Terrier How-To Guides¶

This page provides a set of how-to guides for common tasks when using Terrier with PyTerrier.

How do I index a standard corpus?¶

Indexing a standard corpus with Terrier¶

import pyterrier as pt
dataset = pt.datasets.get_dataset("irds:msmarco-passage") # [1]
my_index = pt.terrier.TerrierIndex('/path/to/index/location.terrier') # [2]
my_index.index(dataset.get_corpus_iter()) # [3]

Select your dataset here. If the corpus is not available in PyTerrier datasets, see terrier:how-to:index-custom
Specify the location where you want to store the Terrier index. The location must not yet exist. We recommend using the .terrier extension, though this is not required.
This performs indexing with default settings.

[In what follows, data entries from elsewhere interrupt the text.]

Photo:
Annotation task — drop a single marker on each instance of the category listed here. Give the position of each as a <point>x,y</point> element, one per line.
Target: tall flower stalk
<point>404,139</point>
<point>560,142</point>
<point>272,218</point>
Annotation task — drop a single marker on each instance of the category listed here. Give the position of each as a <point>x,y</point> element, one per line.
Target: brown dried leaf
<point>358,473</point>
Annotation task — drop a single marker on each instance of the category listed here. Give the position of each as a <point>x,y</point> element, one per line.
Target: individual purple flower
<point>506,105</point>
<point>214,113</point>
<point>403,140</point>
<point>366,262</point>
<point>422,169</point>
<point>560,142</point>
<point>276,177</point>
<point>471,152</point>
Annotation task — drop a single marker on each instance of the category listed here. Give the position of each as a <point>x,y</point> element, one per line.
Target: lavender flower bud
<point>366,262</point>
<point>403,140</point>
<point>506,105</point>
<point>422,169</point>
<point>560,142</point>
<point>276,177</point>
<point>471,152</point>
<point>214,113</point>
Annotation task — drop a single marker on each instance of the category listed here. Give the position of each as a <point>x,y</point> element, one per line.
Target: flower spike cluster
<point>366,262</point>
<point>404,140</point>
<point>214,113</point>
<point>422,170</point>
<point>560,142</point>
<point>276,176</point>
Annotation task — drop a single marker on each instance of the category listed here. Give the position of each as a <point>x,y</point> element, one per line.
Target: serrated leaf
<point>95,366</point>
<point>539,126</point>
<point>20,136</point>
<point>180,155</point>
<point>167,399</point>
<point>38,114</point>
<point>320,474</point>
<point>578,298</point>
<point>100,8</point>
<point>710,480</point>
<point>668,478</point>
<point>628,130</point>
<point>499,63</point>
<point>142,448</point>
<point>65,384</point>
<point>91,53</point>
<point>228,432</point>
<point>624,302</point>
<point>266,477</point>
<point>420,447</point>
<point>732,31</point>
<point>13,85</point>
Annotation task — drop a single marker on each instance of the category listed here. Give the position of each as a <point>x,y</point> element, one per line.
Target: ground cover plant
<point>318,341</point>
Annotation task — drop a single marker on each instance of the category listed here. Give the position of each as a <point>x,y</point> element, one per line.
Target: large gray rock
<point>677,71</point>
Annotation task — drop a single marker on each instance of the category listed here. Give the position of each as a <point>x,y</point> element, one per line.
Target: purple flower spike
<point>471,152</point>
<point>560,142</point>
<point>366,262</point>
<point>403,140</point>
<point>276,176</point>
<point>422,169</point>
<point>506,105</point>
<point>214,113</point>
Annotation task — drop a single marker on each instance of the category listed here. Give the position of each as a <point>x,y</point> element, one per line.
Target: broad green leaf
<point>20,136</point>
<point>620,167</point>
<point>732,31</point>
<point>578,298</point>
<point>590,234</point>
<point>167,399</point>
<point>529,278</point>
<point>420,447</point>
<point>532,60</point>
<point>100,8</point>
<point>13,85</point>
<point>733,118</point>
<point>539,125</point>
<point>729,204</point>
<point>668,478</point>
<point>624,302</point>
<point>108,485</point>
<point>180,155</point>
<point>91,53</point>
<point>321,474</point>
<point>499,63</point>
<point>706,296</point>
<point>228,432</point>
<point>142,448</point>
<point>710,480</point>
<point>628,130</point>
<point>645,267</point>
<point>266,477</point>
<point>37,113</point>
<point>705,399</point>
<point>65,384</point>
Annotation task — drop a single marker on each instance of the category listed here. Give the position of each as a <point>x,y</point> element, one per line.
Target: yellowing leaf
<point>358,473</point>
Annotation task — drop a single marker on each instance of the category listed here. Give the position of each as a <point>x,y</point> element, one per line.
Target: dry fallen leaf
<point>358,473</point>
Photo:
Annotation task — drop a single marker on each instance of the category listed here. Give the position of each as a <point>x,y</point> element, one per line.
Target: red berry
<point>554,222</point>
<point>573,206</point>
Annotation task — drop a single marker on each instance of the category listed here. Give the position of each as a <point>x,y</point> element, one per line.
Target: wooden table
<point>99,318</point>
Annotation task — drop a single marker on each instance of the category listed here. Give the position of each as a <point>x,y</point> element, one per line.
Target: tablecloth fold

If you need more control over the indexing settings, see indexer() and IterDictIndexer for advanced options.

How do I index a custom collection?¶

Indexing a custom collection with Terrier¶

import pyterrier as pt
my_collection = [ # [1]
    {"docno": "doc1", "title": "This is the text of document one.", "body": "This is the body of document one."},
    {"docno": "doc2", "title": "This is the text of document two.", "body": "This is the body of document two."},
    {"docno": "doc3", "title": "This is the text of document three.", "body": "This is the body of document three."}
]
my_index = pt.terrier.TerrierIndex('/path/to/index/location.terrier') # [2]
indexer = my_index.indexer(fields=["title", "body"]) # [3]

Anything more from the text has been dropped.